I talked that night with my friend Camille on the other side of the country. We marveled at how anyone could elect these people instead the guys in Congress that we thought were doing a bang-up job. I watched as even the most level-headed, thoughtful politicians like my own David Price were swept out and replaced by jackasseries like Fred Heineman. Even more than the people, the things I believed were repudiated by the majority of the country that night and replaced by the Fred Heinemans of the world.
Flash forward. Last night (Nov. 8, 2006) was the long-awaited revenge of all that. Last night, I was on the other side, the ally of terrorists who suddenly becomes the mainstream. It was our turn to toss out the known and replace it with the new. And this time we laughed as the Snows, Roves, Cheneys and Bushes saw their world upended. There's only one word for it: satisfaction.

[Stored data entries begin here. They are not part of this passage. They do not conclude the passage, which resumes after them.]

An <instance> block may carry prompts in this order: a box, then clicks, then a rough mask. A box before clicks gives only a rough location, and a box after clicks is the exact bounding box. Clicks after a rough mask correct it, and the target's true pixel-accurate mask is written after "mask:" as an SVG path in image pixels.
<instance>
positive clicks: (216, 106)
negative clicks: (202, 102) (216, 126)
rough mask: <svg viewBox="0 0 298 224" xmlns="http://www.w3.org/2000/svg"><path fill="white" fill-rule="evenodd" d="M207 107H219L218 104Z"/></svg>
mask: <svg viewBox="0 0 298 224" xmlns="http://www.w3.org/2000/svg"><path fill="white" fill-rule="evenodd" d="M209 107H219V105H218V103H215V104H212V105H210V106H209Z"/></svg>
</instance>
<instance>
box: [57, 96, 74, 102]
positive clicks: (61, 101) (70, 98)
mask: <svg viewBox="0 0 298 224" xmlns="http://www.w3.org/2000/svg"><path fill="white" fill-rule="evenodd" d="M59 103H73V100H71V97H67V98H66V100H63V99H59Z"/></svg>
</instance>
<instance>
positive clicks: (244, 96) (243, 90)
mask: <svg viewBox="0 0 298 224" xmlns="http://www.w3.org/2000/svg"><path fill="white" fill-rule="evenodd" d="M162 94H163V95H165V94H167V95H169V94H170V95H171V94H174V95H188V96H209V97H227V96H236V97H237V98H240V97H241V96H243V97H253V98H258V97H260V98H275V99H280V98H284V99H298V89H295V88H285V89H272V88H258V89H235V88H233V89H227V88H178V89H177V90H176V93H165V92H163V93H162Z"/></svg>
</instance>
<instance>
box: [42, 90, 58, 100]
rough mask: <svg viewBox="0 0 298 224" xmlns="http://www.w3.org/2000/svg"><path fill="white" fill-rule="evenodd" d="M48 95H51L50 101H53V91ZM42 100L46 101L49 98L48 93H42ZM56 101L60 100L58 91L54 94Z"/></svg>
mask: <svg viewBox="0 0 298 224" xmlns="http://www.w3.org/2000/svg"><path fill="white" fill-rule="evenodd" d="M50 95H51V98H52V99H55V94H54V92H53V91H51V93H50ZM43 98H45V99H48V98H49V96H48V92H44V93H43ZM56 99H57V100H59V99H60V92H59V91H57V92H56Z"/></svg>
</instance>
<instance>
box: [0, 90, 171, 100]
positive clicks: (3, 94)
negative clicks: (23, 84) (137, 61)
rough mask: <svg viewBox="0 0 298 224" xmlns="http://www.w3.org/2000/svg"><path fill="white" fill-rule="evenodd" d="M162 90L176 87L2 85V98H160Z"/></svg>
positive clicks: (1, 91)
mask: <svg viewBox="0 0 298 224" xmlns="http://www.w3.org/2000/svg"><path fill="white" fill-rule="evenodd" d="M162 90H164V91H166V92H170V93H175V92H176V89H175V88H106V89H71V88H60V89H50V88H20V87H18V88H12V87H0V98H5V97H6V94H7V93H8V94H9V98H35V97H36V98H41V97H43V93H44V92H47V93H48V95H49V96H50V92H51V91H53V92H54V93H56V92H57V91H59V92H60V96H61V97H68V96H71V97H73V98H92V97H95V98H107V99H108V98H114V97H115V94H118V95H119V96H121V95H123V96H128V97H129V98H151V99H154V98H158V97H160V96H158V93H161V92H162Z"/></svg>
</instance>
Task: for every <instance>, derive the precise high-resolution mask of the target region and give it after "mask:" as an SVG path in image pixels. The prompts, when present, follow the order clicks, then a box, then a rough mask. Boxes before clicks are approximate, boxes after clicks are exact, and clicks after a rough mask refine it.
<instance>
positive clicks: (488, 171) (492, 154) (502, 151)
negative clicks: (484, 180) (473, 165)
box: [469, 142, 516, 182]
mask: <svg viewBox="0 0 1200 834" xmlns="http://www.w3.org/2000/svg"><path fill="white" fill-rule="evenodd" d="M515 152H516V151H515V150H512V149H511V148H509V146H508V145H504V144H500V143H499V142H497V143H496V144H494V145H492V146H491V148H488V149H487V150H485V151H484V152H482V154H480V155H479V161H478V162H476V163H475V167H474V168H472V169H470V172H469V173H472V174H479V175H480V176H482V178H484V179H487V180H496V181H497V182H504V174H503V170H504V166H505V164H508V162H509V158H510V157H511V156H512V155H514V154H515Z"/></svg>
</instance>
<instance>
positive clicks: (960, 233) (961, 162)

But before this turns into a blogloat (yes, I just invented that word), there's one other thing that's different between 1994 and 2006. Today, I don't really have the time to sit back and appreciate the event. I'm writing this at 10:09 p.m., in between catching up on two different work projects. And by morning, we'll be up early tending to Sophie, then more work, and then another day is gone.
But something special did happen yesterday -- a war was repudiated, a president forced into accountability, and countless unchecked political egos brought to contrition. It's huge, and I just needed a few minutes to recognize all that.